I am in favor of third party oversight of foreign intelligence. Modeling the oversight on the criminal justice system doesn’t work because the aims are different. Foreign operatives aren’t criminals. The goal of the program is prevention and not conviction.

Since the goal of foreign surveillance is different from domestic criminal investigation is different, the oversight should be different. The goal of the court shouldn’t be to regulate discovery though warrants. It should be to prevent the abuse of collected data.

I wish that Bush took the effort to fix the court. I do have sympathy for the games he played trying to make the court obsolete. I think he hurt himself and his party by playing these reindeer games. He made himself wide open to propaganda.

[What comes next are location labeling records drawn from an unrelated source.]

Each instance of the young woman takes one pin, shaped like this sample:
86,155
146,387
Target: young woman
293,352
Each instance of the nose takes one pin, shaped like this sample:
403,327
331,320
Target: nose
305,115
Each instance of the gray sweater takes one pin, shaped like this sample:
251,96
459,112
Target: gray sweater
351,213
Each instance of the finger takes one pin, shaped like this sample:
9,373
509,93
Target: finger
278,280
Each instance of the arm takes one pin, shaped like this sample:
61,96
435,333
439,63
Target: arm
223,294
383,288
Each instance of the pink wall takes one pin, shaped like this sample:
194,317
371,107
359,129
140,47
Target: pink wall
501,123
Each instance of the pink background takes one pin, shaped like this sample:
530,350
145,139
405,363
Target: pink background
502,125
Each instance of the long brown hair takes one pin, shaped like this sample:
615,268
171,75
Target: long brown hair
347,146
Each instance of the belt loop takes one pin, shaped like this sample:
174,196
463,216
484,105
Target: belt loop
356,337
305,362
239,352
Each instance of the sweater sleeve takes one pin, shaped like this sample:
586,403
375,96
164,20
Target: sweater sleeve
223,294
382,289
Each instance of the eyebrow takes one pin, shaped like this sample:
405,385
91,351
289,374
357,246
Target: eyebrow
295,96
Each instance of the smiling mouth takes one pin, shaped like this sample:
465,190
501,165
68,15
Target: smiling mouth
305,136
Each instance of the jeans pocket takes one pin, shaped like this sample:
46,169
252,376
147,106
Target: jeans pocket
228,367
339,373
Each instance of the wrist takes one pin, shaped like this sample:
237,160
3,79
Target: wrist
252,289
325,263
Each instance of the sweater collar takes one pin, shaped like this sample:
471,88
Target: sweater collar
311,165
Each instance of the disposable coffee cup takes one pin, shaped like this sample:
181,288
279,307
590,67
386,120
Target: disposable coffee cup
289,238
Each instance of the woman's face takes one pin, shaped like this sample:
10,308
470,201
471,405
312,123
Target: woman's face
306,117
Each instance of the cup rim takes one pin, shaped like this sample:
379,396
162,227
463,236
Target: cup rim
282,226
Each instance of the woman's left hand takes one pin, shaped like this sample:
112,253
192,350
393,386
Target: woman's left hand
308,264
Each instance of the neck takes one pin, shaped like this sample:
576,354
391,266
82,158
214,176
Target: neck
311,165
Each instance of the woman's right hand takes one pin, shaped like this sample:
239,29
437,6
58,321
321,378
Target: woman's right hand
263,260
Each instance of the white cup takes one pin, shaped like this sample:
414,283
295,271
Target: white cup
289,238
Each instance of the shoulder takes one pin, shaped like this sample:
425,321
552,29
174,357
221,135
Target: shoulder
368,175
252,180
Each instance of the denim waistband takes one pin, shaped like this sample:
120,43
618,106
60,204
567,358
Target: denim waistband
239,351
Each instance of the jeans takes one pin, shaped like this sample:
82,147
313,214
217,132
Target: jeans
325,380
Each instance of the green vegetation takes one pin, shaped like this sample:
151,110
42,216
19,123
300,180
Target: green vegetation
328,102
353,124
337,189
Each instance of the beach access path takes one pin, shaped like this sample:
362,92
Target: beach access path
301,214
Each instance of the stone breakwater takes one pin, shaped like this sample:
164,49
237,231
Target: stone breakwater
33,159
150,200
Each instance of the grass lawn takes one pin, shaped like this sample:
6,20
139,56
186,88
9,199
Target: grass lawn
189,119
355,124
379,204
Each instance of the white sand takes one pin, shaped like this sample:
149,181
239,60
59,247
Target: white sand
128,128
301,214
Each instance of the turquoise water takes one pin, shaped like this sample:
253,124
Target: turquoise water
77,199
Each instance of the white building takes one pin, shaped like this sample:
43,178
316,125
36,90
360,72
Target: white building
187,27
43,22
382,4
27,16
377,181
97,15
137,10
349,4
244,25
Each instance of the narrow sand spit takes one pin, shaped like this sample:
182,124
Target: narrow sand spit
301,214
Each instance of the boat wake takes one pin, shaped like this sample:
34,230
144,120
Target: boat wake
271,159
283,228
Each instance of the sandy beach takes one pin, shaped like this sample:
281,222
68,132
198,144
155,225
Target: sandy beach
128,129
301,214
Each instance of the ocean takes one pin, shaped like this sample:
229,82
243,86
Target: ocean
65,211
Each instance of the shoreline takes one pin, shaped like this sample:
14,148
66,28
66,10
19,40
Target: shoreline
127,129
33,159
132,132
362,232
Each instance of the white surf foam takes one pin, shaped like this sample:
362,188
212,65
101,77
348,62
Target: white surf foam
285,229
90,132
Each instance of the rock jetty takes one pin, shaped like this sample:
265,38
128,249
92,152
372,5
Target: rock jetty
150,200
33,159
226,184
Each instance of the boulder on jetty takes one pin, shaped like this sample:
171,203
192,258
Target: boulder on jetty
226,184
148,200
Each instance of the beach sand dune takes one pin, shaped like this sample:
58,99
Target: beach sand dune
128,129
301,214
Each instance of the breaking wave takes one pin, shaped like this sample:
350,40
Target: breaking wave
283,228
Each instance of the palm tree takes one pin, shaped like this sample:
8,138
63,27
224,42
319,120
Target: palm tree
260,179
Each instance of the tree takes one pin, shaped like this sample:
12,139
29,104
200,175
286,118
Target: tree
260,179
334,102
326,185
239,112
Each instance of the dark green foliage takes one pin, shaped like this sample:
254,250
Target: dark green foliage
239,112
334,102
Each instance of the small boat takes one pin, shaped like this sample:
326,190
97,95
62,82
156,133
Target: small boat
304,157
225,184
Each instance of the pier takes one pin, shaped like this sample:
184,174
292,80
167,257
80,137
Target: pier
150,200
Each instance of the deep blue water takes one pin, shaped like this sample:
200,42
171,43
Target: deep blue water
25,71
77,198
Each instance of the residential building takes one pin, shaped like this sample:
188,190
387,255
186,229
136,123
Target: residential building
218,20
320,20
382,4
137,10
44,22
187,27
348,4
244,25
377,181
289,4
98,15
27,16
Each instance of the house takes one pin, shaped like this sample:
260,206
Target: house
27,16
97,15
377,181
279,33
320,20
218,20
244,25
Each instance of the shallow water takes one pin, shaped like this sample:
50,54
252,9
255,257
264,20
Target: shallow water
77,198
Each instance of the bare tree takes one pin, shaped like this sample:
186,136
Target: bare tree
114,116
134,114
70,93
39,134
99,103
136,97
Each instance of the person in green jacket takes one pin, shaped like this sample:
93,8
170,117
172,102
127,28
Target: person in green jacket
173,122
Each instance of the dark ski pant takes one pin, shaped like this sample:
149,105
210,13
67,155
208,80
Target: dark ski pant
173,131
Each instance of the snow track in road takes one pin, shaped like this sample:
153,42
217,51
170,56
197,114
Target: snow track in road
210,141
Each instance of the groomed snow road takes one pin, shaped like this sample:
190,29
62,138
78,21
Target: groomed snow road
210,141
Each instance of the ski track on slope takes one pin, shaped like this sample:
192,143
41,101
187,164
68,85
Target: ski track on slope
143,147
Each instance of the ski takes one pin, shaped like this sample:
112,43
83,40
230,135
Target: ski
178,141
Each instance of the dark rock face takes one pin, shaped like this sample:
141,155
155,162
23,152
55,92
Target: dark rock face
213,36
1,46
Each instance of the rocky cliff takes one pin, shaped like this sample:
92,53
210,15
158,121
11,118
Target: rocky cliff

Unfortunately, this system of push and push back seems to be the way that people in Washington communicate. It is regretable, but not impeachable.

Charles D said...

You appear to be taking the Bush administration's word that they are only using eavesdropping on calls that are suspected to be related to international terrorism. I simply don't find them credible on that topic or any other. That's exactly the point of having the FISA court - to insure that the government is using those techniques against foreign intelligence targets, not doing a fishing expedition to find info on innocent citizens.

My right to have private international phone conversations should not be abridged because there might be someone somewhere who is making a call to a terrorist. If the government has some thin, flimsy rationale to think I might be in contact with a terrorist group, the FISA court will willingly grant them a subpoena and they can even tap my phone and get the subpoena after the fact under FISA.

If there is one thing we should have learned over the last 50 years of American political life, it is that our government cannot be trusted. Washington is not run by dedicated, ethical people who value our Constitution and our rights under it more than their partisan political goals. Let's not pretend it is.

Frankly until our government is willing to be open about what actually happened on 9/11, what actually happened in the lead up to the Iraq War, and why we are the prime target of international terrorists, then I'm unwilling to give them an inch on this one. Don't lie to me over and over then ask me to trust you this one time - I'm not that stupid.

y-intercept said...

I agree that government can't be trusted. Just about every post I made on this issue says I wish that we had third party oversight.

However, it appears to me that the first generation of FISA was broken and dangerous. Bush has a crazy neocon ideology that says broken things should stay broken. Bush wasted political capital on this silly stand (just as Clinton squandered political capital on the gays in the military debacle).

Bush would have done better to try to fix the problem (it is possible that the Democrats in Congress were preventing a fix). Regardless the issue cost Bush a great deal of capital; However, this type of political wrangling falls short of impeachment fodder.

BTW, I believe that a large number of groups (corporate, foreign governments, etc..) are snooping on communications around the world. I am positive that there are massive companies developing massive data warehouses of click stream, CDR and other data for the express purpose of finding ways to manipulate people. I know this first hand having written such programs.

Notice that this page has both a Google Ad and a Clustrmap. That is two groups of snoopers. I appreciate groups working to maintain freedom. I just don't count the "impeach Bush over FISA" group among them. I would include a "Design FISA so it Works" groups among the people affectively working for freedom.